Project 5 - Autograder Feedback

This project is OPTIONAL and will only help your grade in the project category

Objectives:

Apply dynamic programming concepts
Contribute to a real-world project

Background

Autograders allows students to submit their code and receive immediate feedback of how it was evaluated using test cases. Autograders, such as codePost.io, can evaluate submissions based on exact matching (every character needs to match an answer key), flexible matching (every character needs to match an answer key, but spaces and/or capitalization are ignored), with regular expressions or with a (shell) script. When autograders use regular expressions (also know as regex) for evaluation, they are looking for patterns in the user's submission. This can allow for more flexible evaluation, but computer science students (especially introductory students) are often confused and/or overwhelmed by the regular expressions.

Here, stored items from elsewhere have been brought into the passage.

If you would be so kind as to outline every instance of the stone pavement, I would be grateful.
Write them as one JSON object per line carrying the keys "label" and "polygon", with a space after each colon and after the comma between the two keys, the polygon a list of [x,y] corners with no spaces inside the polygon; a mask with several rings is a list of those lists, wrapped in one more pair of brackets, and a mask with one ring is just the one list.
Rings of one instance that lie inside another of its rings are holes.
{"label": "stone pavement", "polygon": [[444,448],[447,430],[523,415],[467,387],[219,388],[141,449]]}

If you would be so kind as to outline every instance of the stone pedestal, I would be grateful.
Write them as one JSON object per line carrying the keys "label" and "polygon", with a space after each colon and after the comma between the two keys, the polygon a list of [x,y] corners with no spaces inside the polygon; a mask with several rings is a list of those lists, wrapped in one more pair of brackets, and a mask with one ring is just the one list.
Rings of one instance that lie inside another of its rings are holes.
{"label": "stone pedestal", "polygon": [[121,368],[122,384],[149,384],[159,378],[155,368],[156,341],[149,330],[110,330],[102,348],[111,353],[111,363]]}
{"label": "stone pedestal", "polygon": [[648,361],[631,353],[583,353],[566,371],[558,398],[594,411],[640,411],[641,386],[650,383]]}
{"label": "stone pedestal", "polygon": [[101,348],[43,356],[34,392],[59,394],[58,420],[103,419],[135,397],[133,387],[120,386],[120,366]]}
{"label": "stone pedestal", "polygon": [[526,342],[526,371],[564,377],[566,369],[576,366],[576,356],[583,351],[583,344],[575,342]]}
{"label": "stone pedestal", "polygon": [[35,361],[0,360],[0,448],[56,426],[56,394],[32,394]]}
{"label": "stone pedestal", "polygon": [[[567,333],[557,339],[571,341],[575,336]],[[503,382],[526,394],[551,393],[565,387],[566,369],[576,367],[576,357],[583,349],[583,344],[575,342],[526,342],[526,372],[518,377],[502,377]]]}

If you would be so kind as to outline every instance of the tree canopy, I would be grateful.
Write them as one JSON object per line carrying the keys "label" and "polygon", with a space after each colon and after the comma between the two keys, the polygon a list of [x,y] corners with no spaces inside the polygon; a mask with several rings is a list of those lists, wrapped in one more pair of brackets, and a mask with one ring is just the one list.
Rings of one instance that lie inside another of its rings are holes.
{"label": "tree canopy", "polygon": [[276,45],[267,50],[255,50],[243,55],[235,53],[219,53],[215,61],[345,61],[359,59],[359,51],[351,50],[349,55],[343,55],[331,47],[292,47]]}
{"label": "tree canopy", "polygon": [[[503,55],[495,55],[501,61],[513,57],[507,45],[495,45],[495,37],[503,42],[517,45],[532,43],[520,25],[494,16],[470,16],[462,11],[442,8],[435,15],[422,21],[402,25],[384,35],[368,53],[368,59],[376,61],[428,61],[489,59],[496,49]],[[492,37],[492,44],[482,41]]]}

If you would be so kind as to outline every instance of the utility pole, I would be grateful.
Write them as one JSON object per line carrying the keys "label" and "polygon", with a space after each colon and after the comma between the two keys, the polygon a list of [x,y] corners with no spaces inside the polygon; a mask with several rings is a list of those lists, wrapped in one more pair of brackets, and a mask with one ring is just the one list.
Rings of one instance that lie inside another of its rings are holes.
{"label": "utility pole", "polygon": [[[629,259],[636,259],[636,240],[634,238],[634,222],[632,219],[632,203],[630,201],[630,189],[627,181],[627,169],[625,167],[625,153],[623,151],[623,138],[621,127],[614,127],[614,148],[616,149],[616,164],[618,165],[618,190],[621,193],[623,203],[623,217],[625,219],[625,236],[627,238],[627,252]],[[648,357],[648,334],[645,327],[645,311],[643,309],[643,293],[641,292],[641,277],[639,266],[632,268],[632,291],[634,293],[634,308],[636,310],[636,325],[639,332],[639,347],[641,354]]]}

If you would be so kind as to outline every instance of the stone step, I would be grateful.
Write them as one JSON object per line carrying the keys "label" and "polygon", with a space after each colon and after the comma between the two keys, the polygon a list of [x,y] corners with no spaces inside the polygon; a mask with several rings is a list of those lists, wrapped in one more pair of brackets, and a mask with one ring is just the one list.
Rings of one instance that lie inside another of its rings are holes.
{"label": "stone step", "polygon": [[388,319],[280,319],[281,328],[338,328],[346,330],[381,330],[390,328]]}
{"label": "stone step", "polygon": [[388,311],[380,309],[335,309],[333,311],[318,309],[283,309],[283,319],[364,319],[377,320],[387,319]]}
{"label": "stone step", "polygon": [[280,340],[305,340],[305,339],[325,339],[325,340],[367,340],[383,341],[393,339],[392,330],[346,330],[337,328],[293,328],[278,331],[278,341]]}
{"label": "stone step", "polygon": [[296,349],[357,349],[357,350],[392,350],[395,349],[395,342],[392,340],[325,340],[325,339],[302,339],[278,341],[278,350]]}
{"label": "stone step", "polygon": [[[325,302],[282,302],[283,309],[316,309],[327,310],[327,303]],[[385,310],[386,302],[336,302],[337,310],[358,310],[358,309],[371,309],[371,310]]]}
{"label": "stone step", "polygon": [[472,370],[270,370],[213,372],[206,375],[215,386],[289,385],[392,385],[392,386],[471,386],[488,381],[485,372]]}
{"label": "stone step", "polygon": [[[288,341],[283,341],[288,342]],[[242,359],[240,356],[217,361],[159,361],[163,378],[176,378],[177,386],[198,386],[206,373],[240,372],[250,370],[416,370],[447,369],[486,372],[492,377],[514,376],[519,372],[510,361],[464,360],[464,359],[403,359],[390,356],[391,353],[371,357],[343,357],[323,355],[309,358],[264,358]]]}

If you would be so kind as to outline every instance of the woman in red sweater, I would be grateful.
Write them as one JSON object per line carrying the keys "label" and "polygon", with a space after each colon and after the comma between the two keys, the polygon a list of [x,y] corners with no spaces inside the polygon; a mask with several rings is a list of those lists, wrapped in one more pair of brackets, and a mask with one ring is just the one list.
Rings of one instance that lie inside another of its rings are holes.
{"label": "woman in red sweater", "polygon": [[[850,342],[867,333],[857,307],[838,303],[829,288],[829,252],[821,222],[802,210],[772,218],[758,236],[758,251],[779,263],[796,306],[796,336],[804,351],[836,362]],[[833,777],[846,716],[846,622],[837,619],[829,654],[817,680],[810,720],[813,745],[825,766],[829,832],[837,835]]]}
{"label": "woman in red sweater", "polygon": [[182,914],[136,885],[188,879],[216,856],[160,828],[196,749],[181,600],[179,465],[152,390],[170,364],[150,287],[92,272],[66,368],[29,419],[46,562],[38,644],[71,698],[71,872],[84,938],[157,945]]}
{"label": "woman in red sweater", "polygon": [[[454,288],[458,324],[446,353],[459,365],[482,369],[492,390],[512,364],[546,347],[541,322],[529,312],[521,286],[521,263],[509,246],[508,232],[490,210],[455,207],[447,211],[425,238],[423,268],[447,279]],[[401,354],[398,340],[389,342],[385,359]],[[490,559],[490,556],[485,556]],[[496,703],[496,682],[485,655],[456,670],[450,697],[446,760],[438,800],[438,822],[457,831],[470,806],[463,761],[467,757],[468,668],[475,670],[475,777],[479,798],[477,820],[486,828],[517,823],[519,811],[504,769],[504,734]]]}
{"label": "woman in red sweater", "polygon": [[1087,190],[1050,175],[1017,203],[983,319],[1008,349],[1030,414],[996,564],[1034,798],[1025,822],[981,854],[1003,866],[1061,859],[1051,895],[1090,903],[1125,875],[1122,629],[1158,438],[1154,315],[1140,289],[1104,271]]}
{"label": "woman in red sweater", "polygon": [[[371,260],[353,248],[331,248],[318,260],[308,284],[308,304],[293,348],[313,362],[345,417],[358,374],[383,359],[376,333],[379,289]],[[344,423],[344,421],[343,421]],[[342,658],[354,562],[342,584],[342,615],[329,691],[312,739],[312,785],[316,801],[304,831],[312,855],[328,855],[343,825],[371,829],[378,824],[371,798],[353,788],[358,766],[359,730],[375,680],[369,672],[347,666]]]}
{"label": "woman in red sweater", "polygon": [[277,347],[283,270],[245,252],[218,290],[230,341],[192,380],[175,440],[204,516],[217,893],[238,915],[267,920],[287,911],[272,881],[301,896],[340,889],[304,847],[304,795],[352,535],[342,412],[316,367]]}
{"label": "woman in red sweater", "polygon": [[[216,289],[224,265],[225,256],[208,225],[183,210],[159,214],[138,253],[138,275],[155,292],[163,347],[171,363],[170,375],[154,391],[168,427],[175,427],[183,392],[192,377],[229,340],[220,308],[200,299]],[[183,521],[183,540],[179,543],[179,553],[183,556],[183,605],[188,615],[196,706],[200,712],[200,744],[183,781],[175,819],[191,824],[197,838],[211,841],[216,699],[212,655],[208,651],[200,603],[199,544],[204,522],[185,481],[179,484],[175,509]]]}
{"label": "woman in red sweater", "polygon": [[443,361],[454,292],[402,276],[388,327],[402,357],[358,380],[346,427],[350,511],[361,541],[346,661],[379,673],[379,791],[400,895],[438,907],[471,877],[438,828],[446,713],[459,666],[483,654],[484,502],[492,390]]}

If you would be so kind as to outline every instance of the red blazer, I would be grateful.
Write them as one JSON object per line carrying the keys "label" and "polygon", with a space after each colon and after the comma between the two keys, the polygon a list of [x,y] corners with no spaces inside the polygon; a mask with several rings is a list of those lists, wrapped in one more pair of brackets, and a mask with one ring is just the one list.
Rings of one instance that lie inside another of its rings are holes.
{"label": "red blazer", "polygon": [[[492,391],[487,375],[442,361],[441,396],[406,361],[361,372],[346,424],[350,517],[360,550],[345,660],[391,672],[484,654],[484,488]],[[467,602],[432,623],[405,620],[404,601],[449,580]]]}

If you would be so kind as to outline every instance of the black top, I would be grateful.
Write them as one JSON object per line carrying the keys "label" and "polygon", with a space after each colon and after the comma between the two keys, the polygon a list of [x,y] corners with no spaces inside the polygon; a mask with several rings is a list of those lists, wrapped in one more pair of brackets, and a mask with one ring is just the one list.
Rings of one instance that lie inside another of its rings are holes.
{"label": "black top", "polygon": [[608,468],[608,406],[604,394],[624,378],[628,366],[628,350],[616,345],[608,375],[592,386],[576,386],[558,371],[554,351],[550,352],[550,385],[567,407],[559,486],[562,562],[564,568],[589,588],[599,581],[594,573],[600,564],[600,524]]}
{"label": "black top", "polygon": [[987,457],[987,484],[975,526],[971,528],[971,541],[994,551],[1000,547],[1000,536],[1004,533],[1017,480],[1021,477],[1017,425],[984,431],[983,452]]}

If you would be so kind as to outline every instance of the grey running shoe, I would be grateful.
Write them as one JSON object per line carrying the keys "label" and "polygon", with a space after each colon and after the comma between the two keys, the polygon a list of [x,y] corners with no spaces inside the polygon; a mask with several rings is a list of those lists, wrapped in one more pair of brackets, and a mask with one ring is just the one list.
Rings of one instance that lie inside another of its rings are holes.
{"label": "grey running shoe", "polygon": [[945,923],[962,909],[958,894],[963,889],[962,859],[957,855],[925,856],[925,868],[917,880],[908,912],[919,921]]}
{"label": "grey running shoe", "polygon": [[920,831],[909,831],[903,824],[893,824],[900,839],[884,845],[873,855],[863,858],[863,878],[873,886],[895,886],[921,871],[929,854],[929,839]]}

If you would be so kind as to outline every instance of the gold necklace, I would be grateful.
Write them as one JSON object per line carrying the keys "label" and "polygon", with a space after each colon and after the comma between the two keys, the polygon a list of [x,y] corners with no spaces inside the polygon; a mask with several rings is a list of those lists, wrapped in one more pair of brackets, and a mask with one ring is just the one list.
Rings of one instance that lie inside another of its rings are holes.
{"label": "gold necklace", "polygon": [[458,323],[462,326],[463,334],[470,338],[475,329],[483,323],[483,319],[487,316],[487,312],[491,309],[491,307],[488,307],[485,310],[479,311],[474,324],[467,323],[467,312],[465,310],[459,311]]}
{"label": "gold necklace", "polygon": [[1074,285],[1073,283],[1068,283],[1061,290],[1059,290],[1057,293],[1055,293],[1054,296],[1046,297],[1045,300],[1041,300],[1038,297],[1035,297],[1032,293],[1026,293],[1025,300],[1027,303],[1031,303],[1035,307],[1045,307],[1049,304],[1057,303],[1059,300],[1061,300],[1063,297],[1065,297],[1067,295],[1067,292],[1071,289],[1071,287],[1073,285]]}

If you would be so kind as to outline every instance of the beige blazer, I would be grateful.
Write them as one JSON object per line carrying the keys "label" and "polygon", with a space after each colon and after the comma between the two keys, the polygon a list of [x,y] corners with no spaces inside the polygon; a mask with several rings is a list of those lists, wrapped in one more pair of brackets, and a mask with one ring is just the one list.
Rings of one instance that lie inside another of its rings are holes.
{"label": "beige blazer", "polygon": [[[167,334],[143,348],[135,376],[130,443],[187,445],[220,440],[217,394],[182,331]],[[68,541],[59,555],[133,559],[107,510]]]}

Over the last two years, I have, along with some students, developed a (greedy) algorithm to provide feedback that is intended to help students identify what is not right in the output. This project is available on github.com at https://github.com/hyrumcarroll/RefinedFeedback/blob/main/ with both a Java and a Python implementation. The current algorithm for identifying matches is a greedy algorithm that, "Finds the indices of the first non-overlapping match in the supplied text for each regex in" a supplied list of regular expressions. This algorithm is implemented in the getMatchingIndices method in the project. Currently, given the following regular expressions:

"account manager", "Checking", "balance", "checking123", "690\\.68", "(check|number)", "\\b2124\\b", "Savings", "balance", "savings124", "\\b1,?122.00\\b", "APR", "\\b1\\.0\\b", "Thank"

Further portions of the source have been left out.